One of the most commonly misunderstood subjects that confuses my clients
on a regular basis involves copyright law, and in particular the “work for hire”
doctrine. Imagine yourself as an executive of a company who hires an independent
contractor to perform some work for your company. The independent contractor
can be anyone:
- An architect who is preparing architectural plans for a new restaurant
or building for your company
- A software engineer hired to create software for your company or to
do programming for maintenance of your company’s existing software
- An artist who is commissioned to create a painting for display in the
atrium of the company offices
In all of those instances you, the company owner or executive, will pay for
the work performed by the independent contractor.

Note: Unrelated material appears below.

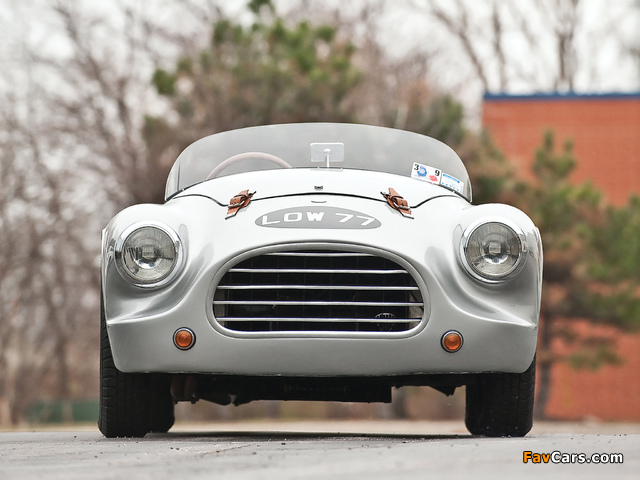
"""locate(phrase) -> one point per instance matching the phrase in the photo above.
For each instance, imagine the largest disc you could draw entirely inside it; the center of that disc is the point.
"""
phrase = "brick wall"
(605, 130)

Now it would be logical to
assume that since you paid for it, you own the work and, therefore, could do
anything you like with it, i.e., modify it, copy it, build multiple buildings
from it or anything else that you would like. Unfortunately, that is not the
Copyright of Derivative Works
The copyright statute, 17 U.S.C. § 101 et seq., is very clear that it is
the author of the work who owns all the copyrights in it. As such, the author
has the sole ability to make copies, modifications, and changes to the work.
These latter works are commonly referred to as derivative works under the copyright
statute. For example, if you hire an architect to design a two-story, three-bedroom,
two-bath house and then you decide that you would like to change the elevations
and the floor plan, the architect (or copyright author) is the only one who
can do so, because he owns the copyright in the original work and, thus, owns
the right to make all of the derivative works.

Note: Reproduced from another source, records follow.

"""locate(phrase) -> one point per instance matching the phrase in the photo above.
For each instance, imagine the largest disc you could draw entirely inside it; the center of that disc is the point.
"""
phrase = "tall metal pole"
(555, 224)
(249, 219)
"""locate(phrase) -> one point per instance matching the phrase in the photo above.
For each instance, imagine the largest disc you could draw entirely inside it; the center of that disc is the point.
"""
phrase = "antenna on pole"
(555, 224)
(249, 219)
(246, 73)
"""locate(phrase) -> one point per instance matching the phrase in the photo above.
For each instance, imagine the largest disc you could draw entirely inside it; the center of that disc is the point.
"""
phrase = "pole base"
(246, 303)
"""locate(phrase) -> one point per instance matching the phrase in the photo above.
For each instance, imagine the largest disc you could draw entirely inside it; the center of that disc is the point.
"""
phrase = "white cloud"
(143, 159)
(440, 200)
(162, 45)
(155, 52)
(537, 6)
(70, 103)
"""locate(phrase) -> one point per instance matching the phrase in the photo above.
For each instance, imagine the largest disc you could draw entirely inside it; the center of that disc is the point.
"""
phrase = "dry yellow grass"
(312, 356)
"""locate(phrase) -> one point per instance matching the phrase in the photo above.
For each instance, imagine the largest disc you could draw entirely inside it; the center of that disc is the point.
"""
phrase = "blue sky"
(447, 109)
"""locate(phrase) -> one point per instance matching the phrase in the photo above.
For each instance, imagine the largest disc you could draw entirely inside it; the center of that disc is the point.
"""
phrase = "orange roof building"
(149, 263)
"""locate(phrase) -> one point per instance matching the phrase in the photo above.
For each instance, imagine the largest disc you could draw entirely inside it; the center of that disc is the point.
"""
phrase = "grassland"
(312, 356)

A similar analogy is that of the author of a book. The book itself is one
work. The screenplay for a movie based on that book is a derivative work of
the book. The movie made from the screenplay is yet another derivative work.
And, importantly, it is the original book author who has the sole and exclusive
right to prepare all of these derivative works.
So what the company purchased is the one and only one copy of that original
work unless the company has an agreement
in writing with the independent contractor that assigns all of the copyrights
to that particular work to the company. Note that calling something a “work
for hire” may not necessarily provide you all the protection you need. Only
certain kinds of work actually qualify as a “work for hire” under the copyright
statute. For example, it is a common misconception that software qualifies as
a work for hire. It is not, however, one of the enumerated categories of works
that qualifies as a work for hire in the copyright statute.
Handling Independent Contractors
How does a company protect itself in the case of an independent contractor?
It is very simple. Any independent contractor agreement should state (1) that
it is a “work for hire” and (2) also have an assignment of the copyrights in
the work to the company.
Note that this type of agreement must be in writing. While there are some
limited exceptions in which an oral agreement for a work for hire has been held
to be enforceable by a court, these are rare and very fact-specific. Thus, as
with many things in the legal profession, it’s always safer to have it in writing.
The good news for employers, however, is that any work performed by an employee
of a company automatically qualifies as a work for hire. Thus, if the author
of your software program or the architect who designed your buildings is an
employee of your company, then the copyrights in those works belong to the company.
Getting Assignments after Work Completion
The next question I frequently get asked by my clients is, “Well, I’ve already
had this work done and I didn’t get a work for hire agreement signed or an assignment
of the copyrights. What can I do?” The answer is very straightforward. Go back
to the independent contractor and have him/her execute a “work for hire” and
assignment agreement with you. It has been my experience that under the circumstances
where there is an ongoing relationship between the independent contractor and
the company, most people will sign such agreements.
On the other hand, if there is no ongoing relationship, or if there has been
a termination of that relationship, then your task becomes much more daunting
and difficult. Unless you can prove under the circumstances that the work was
always intended to be a work for hire and the independent contractor is willing
to agree with you, you will have no rights to the underlying copyrights in those
works and thus will have to try and design around the underlying copyrights
or find some other means of accomplishing your goal.
So if the old adage in real estate is “location, location, location,” then
the adage under a “work for hire” is “get it in writing, in writing, in writing.”